Cardiovascular disease prevention using fixed dose pharmacotherapy in Iran: Updated meta-analyses and mortality estimation
Background: Short term randomized trials have shown the effectiveness of a fixed dose combination therapy (known as Polypill) on reducing blood pressure and serum cholesterol but the impact of Polypill on cardiovascular disease risk or mortality has not yet been directly investigated. Previous studies combined the effects of each component assuming a multiplicative joint risk model that may have led to overestimating the combined effects. We conducted an updated meta-analysis of randomized trials of anti-hypertensives, and aspirin. We used the estimated effect sizes applying a more conservative assumption to estimate the number of ischemic heart disease (IHD) and stroke deaths that could have been averted by Polypill in Iranians aged 55 years or older in 2006.
Abstract
Background: Short term randomized trials have shown the effectiveness of a fixed dose combination therapy (known as Polypill) on reducing blood pressure and serum cholesterol but the impact of Polypill on cardiovascular disease risk or mortality has not yet been directly investigated. Previous studies combined the effects of each component assuming a multiplicative joint risk model that may have led to overestimating the combined effects. We conducted an updated meta-analysis of randomized trials of anti-hypertensives, and aspirin. We used the estimated effect sizes applying a more conservative assumption to estimate the number of ischemic heart disease (IHD) and stroke deaths that could have been averted by Polypill in Iranians aged 55 years or older in 2006.

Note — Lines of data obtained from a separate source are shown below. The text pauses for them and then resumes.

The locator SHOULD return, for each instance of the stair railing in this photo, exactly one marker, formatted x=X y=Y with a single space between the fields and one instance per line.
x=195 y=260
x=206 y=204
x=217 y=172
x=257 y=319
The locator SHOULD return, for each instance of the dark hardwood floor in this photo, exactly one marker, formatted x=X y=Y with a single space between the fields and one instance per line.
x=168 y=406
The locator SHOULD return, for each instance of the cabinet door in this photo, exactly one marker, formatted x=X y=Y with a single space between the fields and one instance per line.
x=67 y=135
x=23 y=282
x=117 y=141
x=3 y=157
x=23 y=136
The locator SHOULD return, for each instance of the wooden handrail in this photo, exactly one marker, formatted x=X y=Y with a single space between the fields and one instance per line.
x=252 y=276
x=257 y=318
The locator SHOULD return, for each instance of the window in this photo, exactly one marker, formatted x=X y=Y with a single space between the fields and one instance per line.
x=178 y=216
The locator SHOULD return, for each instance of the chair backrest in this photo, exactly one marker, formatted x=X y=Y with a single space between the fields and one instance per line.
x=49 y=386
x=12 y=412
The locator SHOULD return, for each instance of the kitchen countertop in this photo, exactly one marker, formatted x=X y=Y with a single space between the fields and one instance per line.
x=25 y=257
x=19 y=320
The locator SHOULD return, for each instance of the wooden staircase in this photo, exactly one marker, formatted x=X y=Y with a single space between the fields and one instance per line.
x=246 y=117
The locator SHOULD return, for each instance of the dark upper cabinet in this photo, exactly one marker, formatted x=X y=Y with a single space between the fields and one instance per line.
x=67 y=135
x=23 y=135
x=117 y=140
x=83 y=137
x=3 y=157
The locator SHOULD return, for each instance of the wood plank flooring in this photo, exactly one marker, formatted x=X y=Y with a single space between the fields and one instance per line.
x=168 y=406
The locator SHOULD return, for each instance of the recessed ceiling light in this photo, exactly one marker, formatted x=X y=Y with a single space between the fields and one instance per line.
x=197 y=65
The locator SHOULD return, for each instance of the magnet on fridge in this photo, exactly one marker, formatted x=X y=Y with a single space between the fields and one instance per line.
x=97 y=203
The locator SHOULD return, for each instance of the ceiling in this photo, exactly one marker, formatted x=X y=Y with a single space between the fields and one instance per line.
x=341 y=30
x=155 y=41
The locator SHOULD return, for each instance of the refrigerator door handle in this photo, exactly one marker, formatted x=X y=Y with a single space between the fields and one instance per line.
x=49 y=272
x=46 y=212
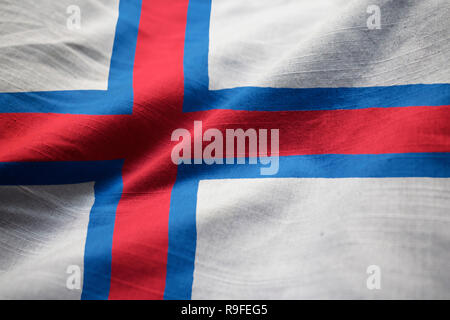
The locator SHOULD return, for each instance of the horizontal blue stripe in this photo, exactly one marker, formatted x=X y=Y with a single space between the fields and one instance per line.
x=182 y=216
x=108 y=190
x=284 y=99
x=118 y=99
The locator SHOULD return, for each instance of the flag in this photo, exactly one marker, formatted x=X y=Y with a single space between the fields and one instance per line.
x=224 y=149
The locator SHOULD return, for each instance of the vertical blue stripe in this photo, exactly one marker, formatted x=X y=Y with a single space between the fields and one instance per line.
x=107 y=176
x=196 y=47
x=99 y=239
x=117 y=99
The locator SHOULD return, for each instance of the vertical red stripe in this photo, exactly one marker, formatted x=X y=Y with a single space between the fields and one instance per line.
x=139 y=254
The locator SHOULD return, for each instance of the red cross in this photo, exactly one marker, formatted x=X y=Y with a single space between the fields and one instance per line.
x=143 y=140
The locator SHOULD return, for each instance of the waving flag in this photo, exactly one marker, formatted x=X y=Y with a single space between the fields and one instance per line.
x=224 y=149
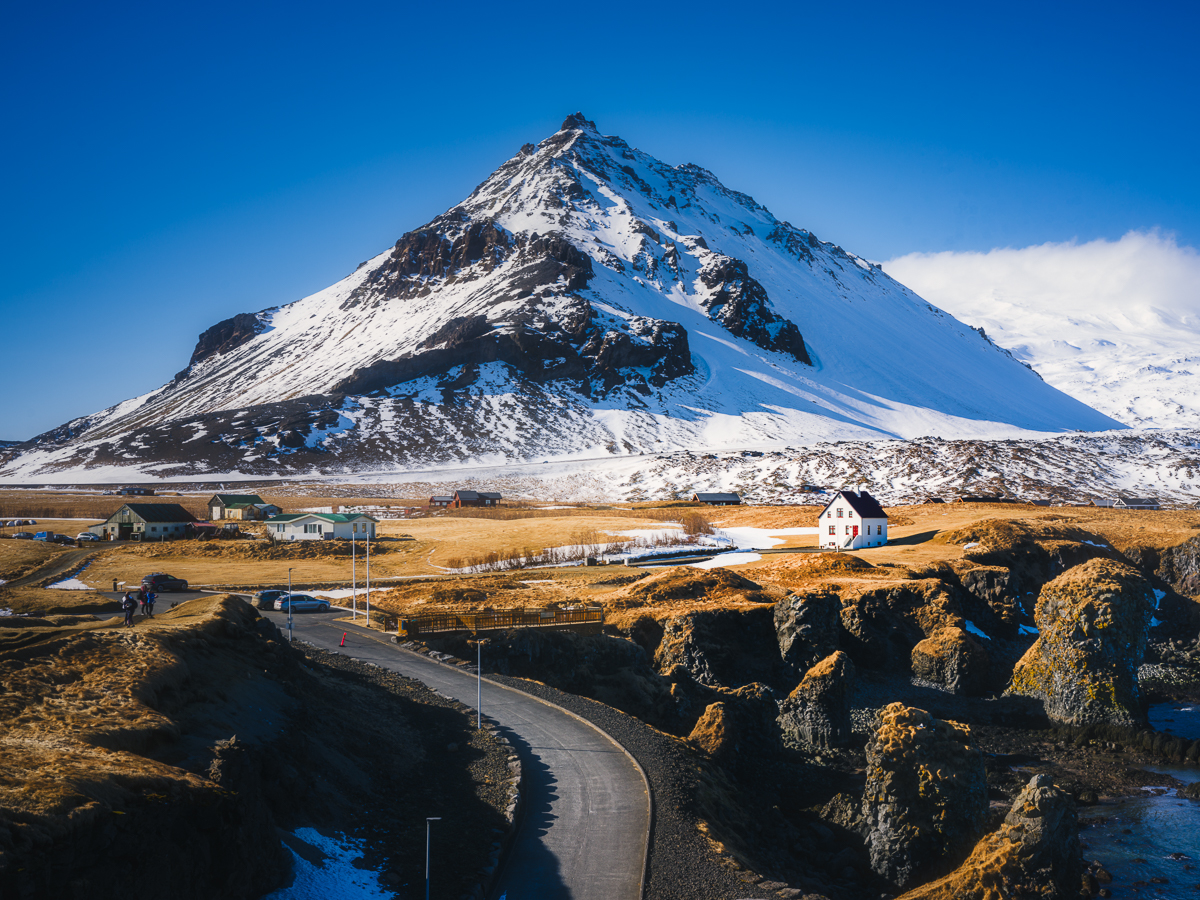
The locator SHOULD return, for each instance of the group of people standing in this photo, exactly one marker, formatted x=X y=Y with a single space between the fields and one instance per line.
x=131 y=601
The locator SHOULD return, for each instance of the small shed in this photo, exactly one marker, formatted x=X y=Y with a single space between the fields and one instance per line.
x=322 y=527
x=1135 y=503
x=718 y=499
x=852 y=521
x=474 y=498
x=246 y=507
x=145 y=521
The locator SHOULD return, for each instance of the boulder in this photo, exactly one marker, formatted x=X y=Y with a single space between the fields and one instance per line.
x=1035 y=853
x=953 y=659
x=1093 y=623
x=721 y=648
x=927 y=793
x=807 y=628
x=817 y=712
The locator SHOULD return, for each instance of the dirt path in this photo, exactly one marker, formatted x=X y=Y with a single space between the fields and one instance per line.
x=58 y=565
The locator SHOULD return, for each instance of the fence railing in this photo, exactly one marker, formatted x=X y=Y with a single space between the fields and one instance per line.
x=492 y=621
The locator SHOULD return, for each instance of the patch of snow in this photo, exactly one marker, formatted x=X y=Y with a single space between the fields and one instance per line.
x=70 y=585
x=335 y=879
x=724 y=559
x=975 y=630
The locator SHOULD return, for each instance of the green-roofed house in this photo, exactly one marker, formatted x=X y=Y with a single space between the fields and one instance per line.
x=321 y=527
x=246 y=507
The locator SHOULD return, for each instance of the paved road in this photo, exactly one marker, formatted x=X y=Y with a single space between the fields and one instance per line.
x=587 y=808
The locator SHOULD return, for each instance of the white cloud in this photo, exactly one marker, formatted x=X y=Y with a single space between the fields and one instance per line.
x=1115 y=324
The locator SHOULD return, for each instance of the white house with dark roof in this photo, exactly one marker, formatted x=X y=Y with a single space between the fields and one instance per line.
x=321 y=527
x=852 y=521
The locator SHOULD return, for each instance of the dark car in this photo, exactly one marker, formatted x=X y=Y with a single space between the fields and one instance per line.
x=265 y=599
x=160 y=582
x=301 y=603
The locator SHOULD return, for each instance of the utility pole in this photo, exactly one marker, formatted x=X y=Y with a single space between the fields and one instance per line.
x=436 y=819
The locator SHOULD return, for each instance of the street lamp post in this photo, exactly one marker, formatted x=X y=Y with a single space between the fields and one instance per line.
x=436 y=819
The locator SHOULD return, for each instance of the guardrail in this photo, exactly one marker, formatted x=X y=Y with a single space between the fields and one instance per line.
x=492 y=621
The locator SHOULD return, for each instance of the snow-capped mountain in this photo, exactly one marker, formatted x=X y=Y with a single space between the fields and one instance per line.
x=1107 y=322
x=587 y=300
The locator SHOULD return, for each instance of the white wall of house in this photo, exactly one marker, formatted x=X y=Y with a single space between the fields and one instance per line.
x=313 y=528
x=843 y=528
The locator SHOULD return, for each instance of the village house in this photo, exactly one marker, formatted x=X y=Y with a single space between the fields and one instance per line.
x=322 y=527
x=145 y=521
x=718 y=499
x=474 y=498
x=852 y=521
x=245 y=507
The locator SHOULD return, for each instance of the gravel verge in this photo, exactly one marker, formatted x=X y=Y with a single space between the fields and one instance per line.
x=683 y=863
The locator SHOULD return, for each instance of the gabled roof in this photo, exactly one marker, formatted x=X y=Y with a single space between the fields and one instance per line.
x=231 y=499
x=156 y=513
x=331 y=517
x=862 y=503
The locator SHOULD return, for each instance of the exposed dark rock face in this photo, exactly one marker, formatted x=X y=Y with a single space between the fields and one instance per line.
x=927 y=793
x=1095 y=623
x=953 y=659
x=223 y=337
x=741 y=304
x=1033 y=855
x=720 y=647
x=817 y=712
x=807 y=628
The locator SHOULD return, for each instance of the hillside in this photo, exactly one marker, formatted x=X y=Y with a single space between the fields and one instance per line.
x=586 y=300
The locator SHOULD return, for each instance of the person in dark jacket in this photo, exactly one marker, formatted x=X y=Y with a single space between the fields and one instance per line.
x=130 y=605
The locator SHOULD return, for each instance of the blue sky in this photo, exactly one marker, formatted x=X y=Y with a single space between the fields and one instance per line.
x=168 y=166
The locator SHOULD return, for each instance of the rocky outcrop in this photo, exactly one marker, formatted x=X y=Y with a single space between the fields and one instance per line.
x=741 y=304
x=1093 y=623
x=953 y=659
x=1035 y=853
x=720 y=647
x=807 y=627
x=817 y=712
x=927 y=793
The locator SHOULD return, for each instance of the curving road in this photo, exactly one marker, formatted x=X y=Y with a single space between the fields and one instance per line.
x=583 y=833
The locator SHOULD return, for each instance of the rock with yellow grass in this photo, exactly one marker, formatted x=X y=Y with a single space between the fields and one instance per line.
x=817 y=712
x=927 y=793
x=1033 y=855
x=1093 y=622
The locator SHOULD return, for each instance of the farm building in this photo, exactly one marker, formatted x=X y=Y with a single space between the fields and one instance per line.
x=474 y=498
x=245 y=507
x=718 y=499
x=321 y=527
x=145 y=521
x=852 y=521
x=1135 y=503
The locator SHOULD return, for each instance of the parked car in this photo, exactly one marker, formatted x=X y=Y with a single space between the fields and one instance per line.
x=160 y=582
x=301 y=603
x=265 y=599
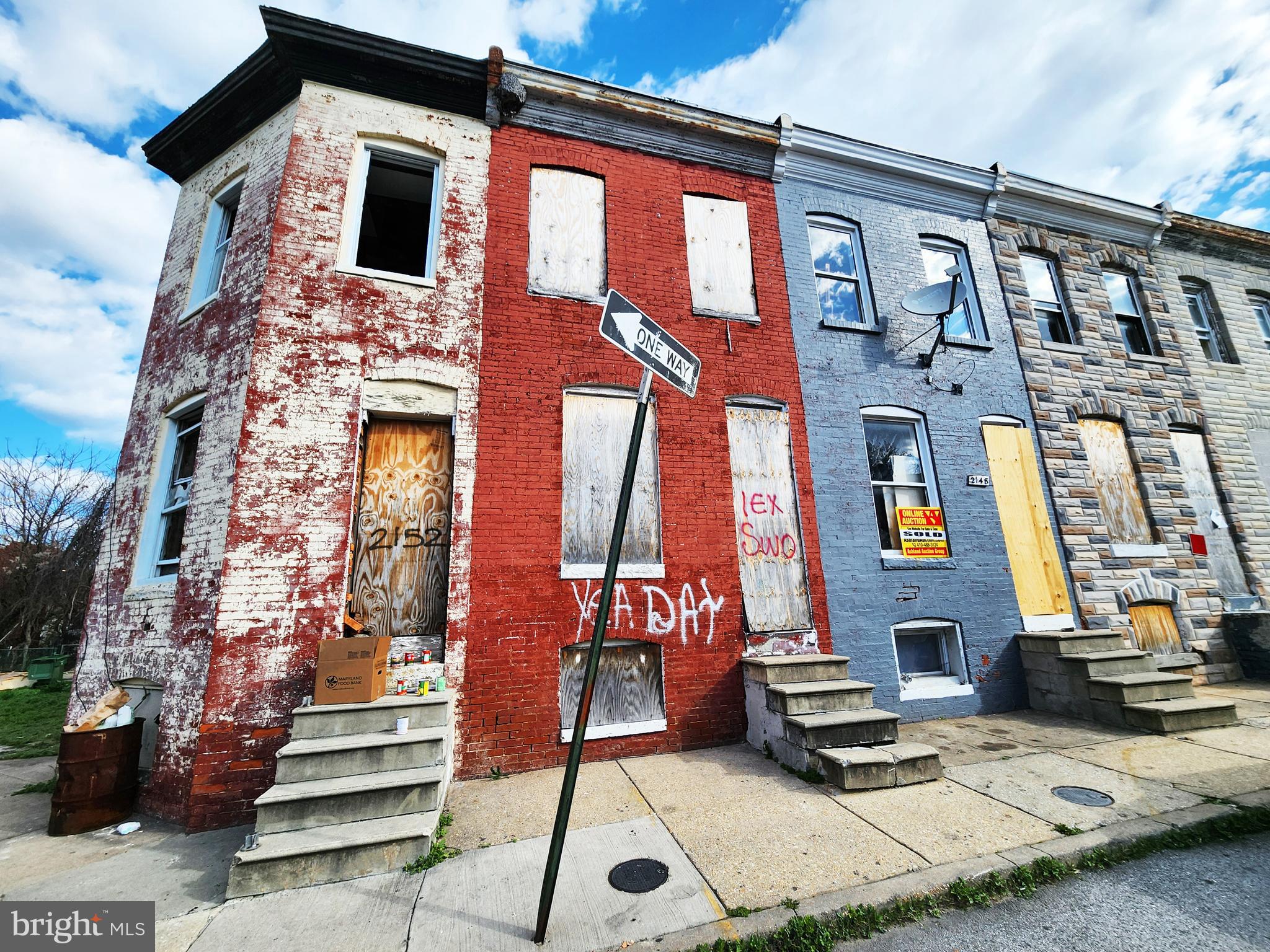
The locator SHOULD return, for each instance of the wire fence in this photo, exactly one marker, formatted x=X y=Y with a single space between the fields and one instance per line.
x=19 y=658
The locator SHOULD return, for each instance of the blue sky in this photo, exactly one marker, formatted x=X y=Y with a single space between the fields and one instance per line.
x=1142 y=99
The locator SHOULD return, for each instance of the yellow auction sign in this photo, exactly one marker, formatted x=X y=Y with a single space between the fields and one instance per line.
x=921 y=532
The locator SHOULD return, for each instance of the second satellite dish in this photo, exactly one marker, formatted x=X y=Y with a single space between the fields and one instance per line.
x=935 y=300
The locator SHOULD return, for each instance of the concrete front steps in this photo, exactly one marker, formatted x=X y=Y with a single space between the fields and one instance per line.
x=352 y=796
x=807 y=712
x=1091 y=674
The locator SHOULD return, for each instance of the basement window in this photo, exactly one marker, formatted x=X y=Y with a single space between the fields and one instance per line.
x=166 y=524
x=216 y=244
x=391 y=220
x=629 y=696
x=721 y=270
x=567 y=234
x=930 y=659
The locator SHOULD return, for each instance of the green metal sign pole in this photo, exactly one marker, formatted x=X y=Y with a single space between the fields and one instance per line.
x=588 y=685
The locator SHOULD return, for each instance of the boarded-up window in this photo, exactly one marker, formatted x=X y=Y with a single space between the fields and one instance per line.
x=567 y=232
x=719 y=262
x=597 y=431
x=1116 y=484
x=1222 y=558
x=629 y=697
x=769 y=531
x=1156 y=630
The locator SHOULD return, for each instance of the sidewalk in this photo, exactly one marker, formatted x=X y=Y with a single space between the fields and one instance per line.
x=733 y=828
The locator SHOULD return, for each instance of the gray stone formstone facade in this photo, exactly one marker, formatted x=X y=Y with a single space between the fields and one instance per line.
x=846 y=369
x=1096 y=379
x=1232 y=266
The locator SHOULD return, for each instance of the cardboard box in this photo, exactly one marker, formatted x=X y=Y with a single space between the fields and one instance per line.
x=351 y=671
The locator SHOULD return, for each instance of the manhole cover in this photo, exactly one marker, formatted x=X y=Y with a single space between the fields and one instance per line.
x=638 y=875
x=1083 y=796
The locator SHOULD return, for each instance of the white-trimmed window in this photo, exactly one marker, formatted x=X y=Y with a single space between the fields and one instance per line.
x=1128 y=312
x=1261 y=310
x=938 y=257
x=567 y=234
x=930 y=659
x=721 y=270
x=1047 y=302
x=1204 y=320
x=900 y=469
x=838 y=266
x=166 y=524
x=597 y=431
x=391 y=214
x=218 y=234
x=629 y=696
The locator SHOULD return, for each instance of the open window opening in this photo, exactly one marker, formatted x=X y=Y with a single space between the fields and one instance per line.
x=930 y=659
x=391 y=225
x=629 y=696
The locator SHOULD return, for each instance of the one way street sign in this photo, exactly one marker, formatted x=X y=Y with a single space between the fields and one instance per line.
x=641 y=337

Methods: We searched Medline and reviewed previous meta-analyses to select randomized trials on Angiotensin Converting Enzyme-inhibitors, thiazides, aspirin, and statins. We used a random-effects model to pool relative risks for each component and estimated the joint relative risks using multiplicative and additive assumptions for 4 combinations of Polypill components. We used age- and cause-specific mortality, separately by gender, and estimated the number of preventable deaths from IHD and stroke.
Results: Under the additive joint RR assumption, the standard Polypill formulation was estimated to prevent 28500 (95% CI: 21700, 34100) IHD deaths and 12700 (95% CI: 8800, 15900) stroke deaths. Removing aspirin from the combination decreased preventable IHD deaths by 15% under the additive assumption (5600 deaths) and by 21% under the multiplicative assumption (6800 deaths) and reduced preventable stroke deaths under both additive and multiplicative assumptions by 3% (300 deaths). There was no significant difference between Polypill combinations with anti-hypertensive agents in full-dose or half-dose.
Conclusions: Polypill can prevent a large number of IHD and stroke deaths in Iran. The cost-effectiveness, feasibility, and acceptability of this prevention strategy remain to be investigated.